Wilayah pulau Gebe memiliki cadangan nikel yang besar sehingga eksplorasi tambang dilakukan secara besar-besaran. Hampir sebagian besar pulau Gebe adalah wilayah konsesi tambang.
Eksplorasi nikel di pulau Gebe juga dilakukan sejak tahun 90-an. Hasil eksplorasi dari Gebe sampai ke raja ampat ini dibawa ke Weda atau salah satu smelter di pulau Gebe untuk diproses.
Tentunya pulau-pulau kecil yang memiliki keindahan dan menjadi tempat wisata yang ada di sekitar Gebe juga akan terdampak aktivitas tambang. Sebab air asam tambang dari aktivitas pertambangan mengalir ke laut, belum lagi erosi akibat eksplorasi dan pembabatan hutan berkontribusi dalam proses ini.

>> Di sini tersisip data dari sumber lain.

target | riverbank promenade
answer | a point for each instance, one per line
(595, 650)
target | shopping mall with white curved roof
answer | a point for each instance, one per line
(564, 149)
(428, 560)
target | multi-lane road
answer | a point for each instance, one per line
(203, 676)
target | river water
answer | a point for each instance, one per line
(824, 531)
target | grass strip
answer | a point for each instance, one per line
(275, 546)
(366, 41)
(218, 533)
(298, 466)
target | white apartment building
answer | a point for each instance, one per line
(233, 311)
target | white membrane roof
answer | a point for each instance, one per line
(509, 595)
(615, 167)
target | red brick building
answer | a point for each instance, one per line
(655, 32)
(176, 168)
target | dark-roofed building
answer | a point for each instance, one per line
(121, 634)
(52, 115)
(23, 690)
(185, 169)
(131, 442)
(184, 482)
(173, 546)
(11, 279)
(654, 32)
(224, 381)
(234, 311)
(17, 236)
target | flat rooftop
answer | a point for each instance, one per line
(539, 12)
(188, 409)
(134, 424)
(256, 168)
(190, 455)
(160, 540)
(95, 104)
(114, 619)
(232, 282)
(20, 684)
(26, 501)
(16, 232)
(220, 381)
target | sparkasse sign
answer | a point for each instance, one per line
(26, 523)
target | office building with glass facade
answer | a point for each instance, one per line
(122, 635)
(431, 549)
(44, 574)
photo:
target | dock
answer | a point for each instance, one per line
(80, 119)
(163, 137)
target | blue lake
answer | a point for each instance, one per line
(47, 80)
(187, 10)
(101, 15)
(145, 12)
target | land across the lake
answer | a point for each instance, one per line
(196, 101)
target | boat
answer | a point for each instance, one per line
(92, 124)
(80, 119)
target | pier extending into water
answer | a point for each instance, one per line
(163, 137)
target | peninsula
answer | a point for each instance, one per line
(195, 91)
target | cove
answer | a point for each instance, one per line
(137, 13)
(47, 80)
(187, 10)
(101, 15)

Hal ini bakal menjadi ancaman bagi biodiversitas dan keanekaragaman hayati di laut. Keindahan terumbu karang, air laut yang bersih nan biru, rumput laut, ikan-ikan menari-nari di dasar laut, pasir putih yang memukau di pinggiran pantai talaga Yoi juga akan menjadi kenangan suatu saat nanti.
Logam berat yang mengalir bersama air hujan saat banjir ke laut akan mengendap dan terbawa ke tempat wisata. Tentu keanekaragaman hayati laut di tempat wisata juga akan terkena dampak. Ikan yang tampaknya indah padahal memiliki kandungan logam berat. Terumbu karang menjadi media bagi logam berat bercokol.
Begitu juga dengan pasir putih yang biasanya mengandung mineral-mineral alami yang tidak berbahaya juga akan mengandung logam berat berukuran kecil akibat proses sedimentasi dari proses hidrodinamika air laut.
Belum lagi hujan asam dari proses industri yang ada di Gebe. Pembangkit listrik dan proses smelting mengandalkan fosil batu bara sebagai salah satu energi untuk menggerakan smelter.
Kita mengetahui bahwa batu bara bukan green energy, sebaliknya menjadi sumber pencemaran udara. Udara kotor yang dikeluarkan dari pembakaran batu bara untuk pembangkit listrik tenaga uap di smelter tambang dan kebutuhan industri ini mengandung volatil toksik yang beracun. Udara kotor ini akan mengalami siklus hidrologi yang pada akhirnya menjadi titik-titik air dan jatuh sebagai hujan asam di daerah yang berdekatan area tambang.
Tentu ini juga mengancam area wisata. Air yang tampak bersih namun menyimpan logam berat. Tanah dan pasir putih yang tampaknya indah namun menyimpan logam berat. Air hujan asam juga berpengaruh terhadap kesuburan tanah. Selain itu, air hujan asam yang mengandung senyawa toksik juga masuk ke tanah diserap oleh akar tanaman dan menjadi terakumulasi pada jaringan tumbuhan.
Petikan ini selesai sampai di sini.